The multimeter has an easy to decode serial protocol described in its chip’s datasheet.
…or even just replace the stock USB-UART converter with a CP2102 module built right into the device’s box. You can reconfigure its USB ID strings and therefore control the appearance of the /dev/serial/by-id/* device names. With the stock chip you not only have to keep the adapter cable from “wandering away”, but also all the chips have the same name and while their /dev/ttyUSBx devices are in their proper numbers, their by-name links are identical and you get just one link - which is annoying when you get more multimeters and want to address them as Multimeter-Red and Multimeter-Yellow in the by-name directory.
I can definitely imagine wanting to pass along data from sensors, this one included, I just don’t trust the probably-not-updated firmware of a severely hardware constrained device to do that itself. Hence being fine with the fact that the falling cost of bluetooth should allow for the reemergence of the features that were relegated exclusively to big clunky professional gear because serial ports are big, require a hole in the case, and demand inconveniently high voltages. I just want the sensor to focus on not screwing that up and leave the business of collecting and forwarding(or not, as one prefers) the data to more capable, more secure, and more frequently updated devices.
If the device tries to handle its own internet, odds are that we’ll be stuck with it phoning back to the vendor’s server even after they’ve shut it down and moved on to version 2. If it sticks to speaking something sensible to whatever bluetooth device it is paired to, you have effectively unlimited options for what you want to handle the data, collect it, reformat it, pass it on to other devices, etc.
As a purely technical achievement, it’s pretty neat that you can get a real computer that speaks IPv6 into just about anything; but barring revolutionary advances in secure, private, automagic, there is still a lot to be said for the conceptual simplicity of a ‘peripheral’(whether hardwired or not), that has a simple, private, link to some more capable device.
If we did have automagic, sure, I’d like my mouse to have an IP address and automatically show up as an IP-HID device on whatever computer I am currently using; but until the myriad questions of how to dynamically assemble networked groups of peripherals for use are resolved, I’d rather keep the peripherals as stupid as possible and let the real computers forward data over the network if desired.

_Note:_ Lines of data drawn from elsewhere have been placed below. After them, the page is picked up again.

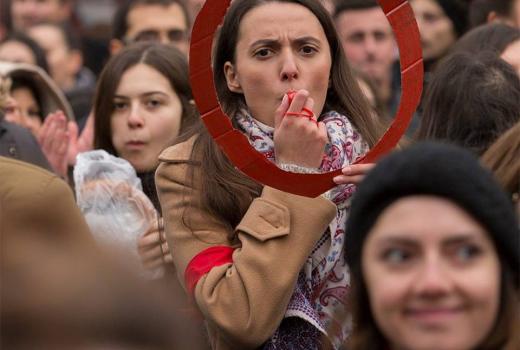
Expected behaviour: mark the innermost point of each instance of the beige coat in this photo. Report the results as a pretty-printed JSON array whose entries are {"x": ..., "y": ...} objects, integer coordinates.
[
  {"x": 243, "y": 302},
  {"x": 36, "y": 202}
]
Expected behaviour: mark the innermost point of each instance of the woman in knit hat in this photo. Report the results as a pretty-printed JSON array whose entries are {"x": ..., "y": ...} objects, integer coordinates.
[{"x": 434, "y": 251}]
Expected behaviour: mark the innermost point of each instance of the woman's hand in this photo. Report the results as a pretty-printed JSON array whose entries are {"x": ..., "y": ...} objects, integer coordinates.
[
  {"x": 54, "y": 140},
  {"x": 153, "y": 248},
  {"x": 80, "y": 143},
  {"x": 298, "y": 140},
  {"x": 353, "y": 174}
]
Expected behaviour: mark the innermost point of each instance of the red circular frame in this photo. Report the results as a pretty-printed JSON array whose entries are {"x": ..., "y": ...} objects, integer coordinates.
[{"x": 236, "y": 146}]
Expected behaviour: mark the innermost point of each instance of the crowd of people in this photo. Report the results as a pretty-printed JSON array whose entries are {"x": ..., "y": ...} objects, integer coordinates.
[{"x": 418, "y": 251}]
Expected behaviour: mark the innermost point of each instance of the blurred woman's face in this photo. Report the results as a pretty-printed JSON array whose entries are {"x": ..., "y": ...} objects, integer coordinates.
[
  {"x": 280, "y": 47},
  {"x": 437, "y": 31},
  {"x": 23, "y": 109},
  {"x": 147, "y": 116},
  {"x": 432, "y": 275},
  {"x": 15, "y": 51}
]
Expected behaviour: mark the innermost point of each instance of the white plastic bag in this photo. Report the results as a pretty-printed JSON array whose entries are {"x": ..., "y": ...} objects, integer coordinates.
[{"x": 110, "y": 196}]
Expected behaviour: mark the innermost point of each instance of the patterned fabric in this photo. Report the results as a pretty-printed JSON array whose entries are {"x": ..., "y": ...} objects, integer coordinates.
[{"x": 324, "y": 280}]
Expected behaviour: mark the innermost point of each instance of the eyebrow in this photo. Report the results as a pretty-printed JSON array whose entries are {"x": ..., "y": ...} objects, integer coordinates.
[
  {"x": 146, "y": 94},
  {"x": 276, "y": 43},
  {"x": 452, "y": 240}
]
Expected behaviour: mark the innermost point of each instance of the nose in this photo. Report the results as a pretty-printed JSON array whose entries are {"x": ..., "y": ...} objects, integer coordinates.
[
  {"x": 289, "y": 69},
  {"x": 433, "y": 279},
  {"x": 135, "y": 118},
  {"x": 420, "y": 24},
  {"x": 370, "y": 44}
]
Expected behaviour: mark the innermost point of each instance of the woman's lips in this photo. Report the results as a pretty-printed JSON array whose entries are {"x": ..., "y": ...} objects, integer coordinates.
[{"x": 135, "y": 145}]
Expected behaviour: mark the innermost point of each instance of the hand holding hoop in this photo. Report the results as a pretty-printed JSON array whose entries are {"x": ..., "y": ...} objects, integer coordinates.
[{"x": 236, "y": 145}]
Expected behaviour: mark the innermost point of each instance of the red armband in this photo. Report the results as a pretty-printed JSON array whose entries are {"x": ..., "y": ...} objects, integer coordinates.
[{"x": 203, "y": 262}]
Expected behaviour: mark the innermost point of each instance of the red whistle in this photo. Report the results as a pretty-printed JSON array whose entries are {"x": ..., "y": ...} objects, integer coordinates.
[{"x": 290, "y": 95}]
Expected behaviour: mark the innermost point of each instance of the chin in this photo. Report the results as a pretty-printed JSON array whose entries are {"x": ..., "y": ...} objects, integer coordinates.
[{"x": 436, "y": 342}]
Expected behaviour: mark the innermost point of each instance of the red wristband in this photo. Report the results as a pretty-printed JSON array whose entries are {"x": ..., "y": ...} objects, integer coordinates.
[{"x": 203, "y": 262}]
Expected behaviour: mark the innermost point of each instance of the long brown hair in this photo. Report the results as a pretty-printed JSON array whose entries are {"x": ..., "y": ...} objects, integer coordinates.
[
  {"x": 503, "y": 159},
  {"x": 227, "y": 193},
  {"x": 366, "y": 334},
  {"x": 165, "y": 59},
  {"x": 471, "y": 101}
]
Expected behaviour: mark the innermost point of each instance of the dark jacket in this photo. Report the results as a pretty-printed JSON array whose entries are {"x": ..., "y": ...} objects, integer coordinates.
[{"x": 18, "y": 143}]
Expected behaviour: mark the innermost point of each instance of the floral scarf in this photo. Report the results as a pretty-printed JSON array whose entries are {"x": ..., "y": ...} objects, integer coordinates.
[{"x": 324, "y": 280}]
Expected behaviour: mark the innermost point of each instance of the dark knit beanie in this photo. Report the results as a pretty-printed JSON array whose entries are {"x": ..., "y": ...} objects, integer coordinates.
[
  {"x": 457, "y": 11},
  {"x": 439, "y": 170}
]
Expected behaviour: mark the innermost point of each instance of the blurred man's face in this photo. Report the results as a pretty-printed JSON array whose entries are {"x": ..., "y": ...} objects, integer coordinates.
[
  {"x": 26, "y": 13},
  {"x": 63, "y": 62},
  {"x": 368, "y": 41},
  {"x": 515, "y": 14},
  {"x": 164, "y": 24}
]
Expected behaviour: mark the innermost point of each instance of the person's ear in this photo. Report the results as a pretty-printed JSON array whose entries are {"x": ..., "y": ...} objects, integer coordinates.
[
  {"x": 232, "y": 78},
  {"x": 115, "y": 46},
  {"x": 492, "y": 17}
]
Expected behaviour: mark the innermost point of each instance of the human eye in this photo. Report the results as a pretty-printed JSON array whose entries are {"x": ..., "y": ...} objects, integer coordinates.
[
  {"x": 263, "y": 52},
  {"x": 380, "y": 36},
  {"x": 430, "y": 17},
  {"x": 153, "y": 103},
  {"x": 120, "y": 105},
  {"x": 466, "y": 252},
  {"x": 308, "y": 50},
  {"x": 357, "y": 37}
]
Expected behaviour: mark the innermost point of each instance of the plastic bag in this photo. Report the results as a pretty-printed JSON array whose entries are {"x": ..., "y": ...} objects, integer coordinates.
[{"x": 110, "y": 196}]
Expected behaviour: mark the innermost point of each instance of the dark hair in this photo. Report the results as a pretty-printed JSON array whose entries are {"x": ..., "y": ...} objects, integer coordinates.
[
  {"x": 494, "y": 37},
  {"x": 503, "y": 158},
  {"x": 38, "y": 52},
  {"x": 479, "y": 10},
  {"x": 471, "y": 101},
  {"x": 366, "y": 334},
  {"x": 352, "y": 5},
  {"x": 69, "y": 33},
  {"x": 227, "y": 193},
  {"x": 165, "y": 59},
  {"x": 5, "y": 15},
  {"x": 23, "y": 82},
  {"x": 120, "y": 20},
  {"x": 447, "y": 172}
]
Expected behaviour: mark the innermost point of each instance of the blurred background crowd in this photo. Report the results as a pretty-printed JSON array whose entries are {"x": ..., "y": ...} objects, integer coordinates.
[{"x": 112, "y": 75}]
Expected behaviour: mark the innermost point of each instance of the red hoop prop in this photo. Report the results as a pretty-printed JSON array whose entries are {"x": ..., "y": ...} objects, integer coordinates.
[{"x": 236, "y": 146}]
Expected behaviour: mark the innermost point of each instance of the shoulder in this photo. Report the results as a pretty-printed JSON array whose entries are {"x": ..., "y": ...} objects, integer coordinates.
[
  {"x": 21, "y": 179},
  {"x": 179, "y": 152}
]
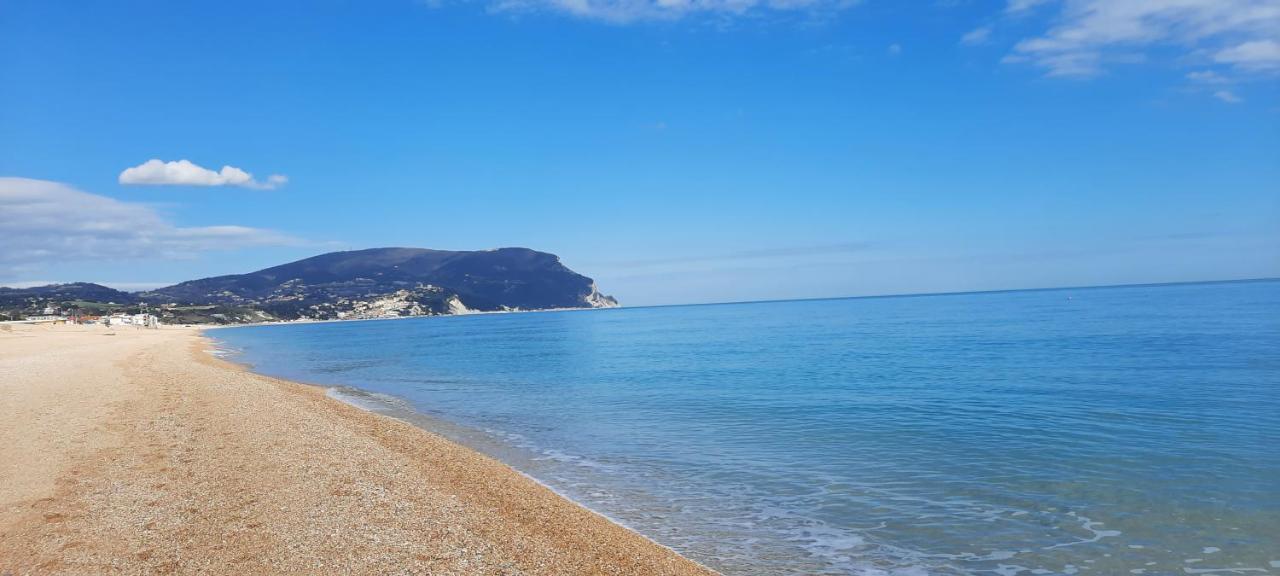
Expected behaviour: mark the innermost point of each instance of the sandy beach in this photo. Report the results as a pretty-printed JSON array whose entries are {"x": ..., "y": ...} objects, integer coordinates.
[{"x": 141, "y": 453}]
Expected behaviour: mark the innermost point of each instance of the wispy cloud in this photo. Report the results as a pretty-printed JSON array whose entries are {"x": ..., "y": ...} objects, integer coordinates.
[
  {"x": 638, "y": 10},
  {"x": 186, "y": 173},
  {"x": 46, "y": 222},
  {"x": 1228, "y": 96},
  {"x": 981, "y": 35},
  {"x": 1087, "y": 36},
  {"x": 1252, "y": 55}
]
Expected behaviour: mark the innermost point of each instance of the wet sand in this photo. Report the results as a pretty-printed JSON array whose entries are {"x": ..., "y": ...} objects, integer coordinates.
[{"x": 140, "y": 453}]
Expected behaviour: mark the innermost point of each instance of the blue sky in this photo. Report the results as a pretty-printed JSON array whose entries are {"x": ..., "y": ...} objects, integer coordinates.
[{"x": 675, "y": 151}]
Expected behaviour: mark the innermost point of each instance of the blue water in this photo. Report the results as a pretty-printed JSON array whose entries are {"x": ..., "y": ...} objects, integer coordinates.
[{"x": 1107, "y": 430}]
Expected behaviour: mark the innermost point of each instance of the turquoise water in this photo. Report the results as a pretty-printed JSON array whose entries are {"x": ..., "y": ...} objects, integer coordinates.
[{"x": 1107, "y": 430}]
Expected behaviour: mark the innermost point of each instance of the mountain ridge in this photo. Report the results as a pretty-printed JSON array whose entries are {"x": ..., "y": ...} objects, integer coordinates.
[{"x": 360, "y": 283}]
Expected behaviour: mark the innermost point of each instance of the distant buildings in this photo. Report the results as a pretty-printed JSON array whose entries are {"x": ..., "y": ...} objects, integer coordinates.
[{"x": 141, "y": 320}]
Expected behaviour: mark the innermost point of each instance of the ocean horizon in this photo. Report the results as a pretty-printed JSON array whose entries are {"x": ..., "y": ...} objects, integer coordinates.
[{"x": 1050, "y": 430}]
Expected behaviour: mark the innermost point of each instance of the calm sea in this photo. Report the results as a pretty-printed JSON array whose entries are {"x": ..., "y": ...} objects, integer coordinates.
[{"x": 1106, "y": 430}]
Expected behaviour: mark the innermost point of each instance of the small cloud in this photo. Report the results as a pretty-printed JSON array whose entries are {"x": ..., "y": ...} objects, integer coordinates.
[
  {"x": 1207, "y": 77},
  {"x": 1018, "y": 7},
  {"x": 1253, "y": 55},
  {"x": 1228, "y": 96},
  {"x": 977, "y": 36},
  {"x": 1084, "y": 36},
  {"x": 49, "y": 222},
  {"x": 186, "y": 173}
]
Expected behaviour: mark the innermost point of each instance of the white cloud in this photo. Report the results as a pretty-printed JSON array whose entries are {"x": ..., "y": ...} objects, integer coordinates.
[
  {"x": 1256, "y": 54},
  {"x": 1228, "y": 96},
  {"x": 977, "y": 36},
  {"x": 1087, "y": 35},
  {"x": 1016, "y": 7},
  {"x": 1207, "y": 77},
  {"x": 635, "y": 10},
  {"x": 46, "y": 222},
  {"x": 186, "y": 173}
]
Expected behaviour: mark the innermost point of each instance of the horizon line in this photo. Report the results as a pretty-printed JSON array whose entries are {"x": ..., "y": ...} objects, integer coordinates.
[{"x": 920, "y": 295}]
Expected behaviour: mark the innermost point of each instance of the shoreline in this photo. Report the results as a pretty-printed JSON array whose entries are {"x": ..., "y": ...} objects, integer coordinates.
[
  {"x": 145, "y": 453},
  {"x": 398, "y": 408}
]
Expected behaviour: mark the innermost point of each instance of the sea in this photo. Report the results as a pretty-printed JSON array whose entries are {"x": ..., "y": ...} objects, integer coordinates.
[{"x": 1057, "y": 432}]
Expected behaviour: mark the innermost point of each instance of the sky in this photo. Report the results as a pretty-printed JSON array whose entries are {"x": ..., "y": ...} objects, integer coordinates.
[{"x": 676, "y": 151}]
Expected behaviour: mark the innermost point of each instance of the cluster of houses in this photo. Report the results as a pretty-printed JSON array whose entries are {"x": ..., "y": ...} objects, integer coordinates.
[{"x": 119, "y": 319}]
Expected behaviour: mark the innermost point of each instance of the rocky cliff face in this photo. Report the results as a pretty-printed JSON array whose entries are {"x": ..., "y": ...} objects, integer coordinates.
[{"x": 389, "y": 282}]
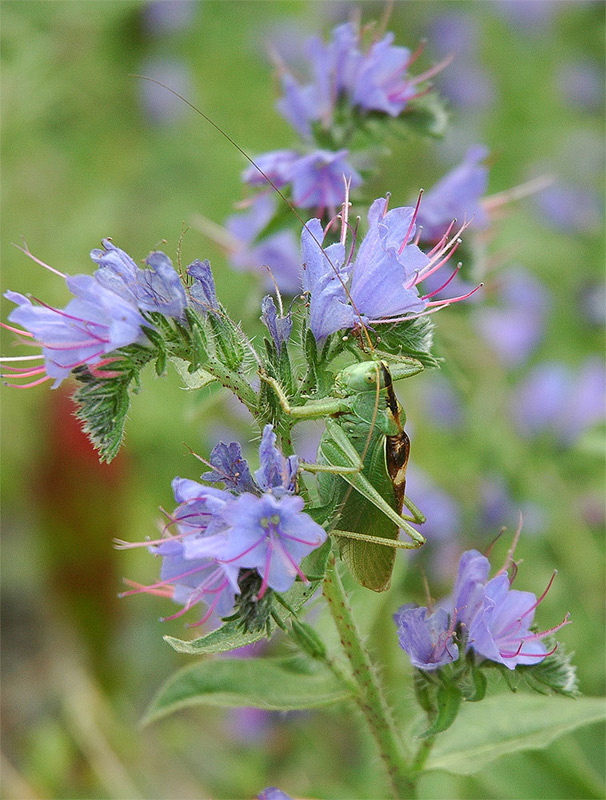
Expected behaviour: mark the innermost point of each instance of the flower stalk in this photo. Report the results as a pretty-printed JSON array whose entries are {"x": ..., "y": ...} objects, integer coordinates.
[{"x": 370, "y": 698}]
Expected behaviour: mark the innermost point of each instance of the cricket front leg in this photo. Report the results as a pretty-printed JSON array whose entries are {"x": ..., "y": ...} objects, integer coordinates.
[{"x": 314, "y": 409}]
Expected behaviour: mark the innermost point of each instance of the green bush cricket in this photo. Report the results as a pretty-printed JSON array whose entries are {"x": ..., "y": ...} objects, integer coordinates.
[
  {"x": 362, "y": 456},
  {"x": 363, "y": 452}
]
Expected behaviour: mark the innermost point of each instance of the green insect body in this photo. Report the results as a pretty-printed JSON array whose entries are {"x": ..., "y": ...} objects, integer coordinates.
[
  {"x": 362, "y": 458},
  {"x": 375, "y": 429}
]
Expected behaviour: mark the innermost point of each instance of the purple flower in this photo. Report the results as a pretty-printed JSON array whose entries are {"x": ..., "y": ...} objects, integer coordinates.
[
  {"x": 279, "y": 327},
  {"x": 500, "y": 630},
  {"x": 96, "y": 322},
  {"x": 317, "y": 178},
  {"x": 271, "y": 793},
  {"x": 272, "y": 535},
  {"x": 485, "y": 616},
  {"x": 374, "y": 79},
  {"x": 426, "y": 637},
  {"x": 277, "y": 253},
  {"x": 384, "y": 274},
  {"x": 455, "y": 196},
  {"x": 158, "y": 288},
  {"x": 202, "y": 291},
  {"x": 554, "y": 398},
  {"x": 516, "y": 327},
  {"x": 190, "y": 581},
  {"x": 571, "y": 208},
  {"x": 277, "y": 474},
  {"x": 230, "y": 468},
  {"x": 252, "y": 524},
  {"x": 276, "y": 165}
]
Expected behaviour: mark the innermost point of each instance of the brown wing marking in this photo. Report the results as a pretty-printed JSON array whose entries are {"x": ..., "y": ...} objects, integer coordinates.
[{"x": 397, "y": 450}]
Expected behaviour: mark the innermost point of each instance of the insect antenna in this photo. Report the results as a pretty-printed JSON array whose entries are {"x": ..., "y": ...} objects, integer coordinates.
[{"x": 270, "y": 182}]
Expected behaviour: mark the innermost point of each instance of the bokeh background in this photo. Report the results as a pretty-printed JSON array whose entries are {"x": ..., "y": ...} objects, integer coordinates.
[{"x": 512, "y": 423}]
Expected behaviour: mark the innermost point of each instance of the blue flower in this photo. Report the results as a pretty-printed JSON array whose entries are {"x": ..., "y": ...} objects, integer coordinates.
[
  {"x": 230, "y": 468},
  {"x": 158, "y": 288},
  {"x": 456, "y": 196},
  {"x": 375, "y": 79},
  {"x": 516, "y": 326},
  {"x": 271, "y": 793},
  {"x": 277, "y": 254},
  {"x": 277, "y": 474},
  {"x": 251, "y": 524},
  {"x": 384, "y": 275},
  {"x": 202, "y": 291},
  {"x": 279, "y": 327},
  {"x": 96, "y": 322},
  {"x": 485, "y": 617},
  {"x": 427, "y": 638},
  {"x": 317, "y": 178},
  {"x": 272, "y": 535}
]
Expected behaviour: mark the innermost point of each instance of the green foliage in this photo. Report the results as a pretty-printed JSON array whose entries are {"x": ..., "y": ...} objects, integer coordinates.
[
  {"x": 102, "y": 403},
  {"x": 506, "y": 724},
  {"x": 278, "y": 684}
]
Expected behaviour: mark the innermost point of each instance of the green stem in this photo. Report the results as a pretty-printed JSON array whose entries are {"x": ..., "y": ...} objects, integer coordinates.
[
  {"x": 231, "y": 380},
  {"x": 370, "y": 698}
]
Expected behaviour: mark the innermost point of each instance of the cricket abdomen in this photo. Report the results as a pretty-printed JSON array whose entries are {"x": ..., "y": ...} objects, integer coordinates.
[{"x": 370, "y": 564}]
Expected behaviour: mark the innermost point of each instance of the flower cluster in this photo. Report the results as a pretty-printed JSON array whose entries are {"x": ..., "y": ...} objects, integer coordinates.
[
  {"x": 349, "y": 84},
  {"x": 110, "y": 310},
  {"x": 380, "y": 285},
  {"x": 254, "y": 523},
  {"x": 485, "y": 617}
]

Sometimes the internet link capability is the easiest way to provide this. Many simple sensors run as MQTT data/event sources. That can be implemented in many ways; ESP8266 can connect to a wifi and send data via MQTT itself, or via HTTP requests. That can be done to some server Outside or to a device on a local network (better).
An alternative is a serial line in one of its many flavors (UART, RS232/422, RS485, TCP socket, USB-serial, serial-over-bluetooth…) and a small daemon that converts data to MQTT (or to HTTP requests or any other way to submit data to where they should be).
The latter is easier to secure (except the TCP socket), usually. Less complex. But in the age of $2 wifi chips, and longer range of operation than what the non-wifi approaches typically have, wifi devices are a popular choice.
Good thing I’m not Catholic. I don’t think I could keep myself from snickering whenever someone says “rectory”. Yes, I sometimes have the maturity of a 12 year old.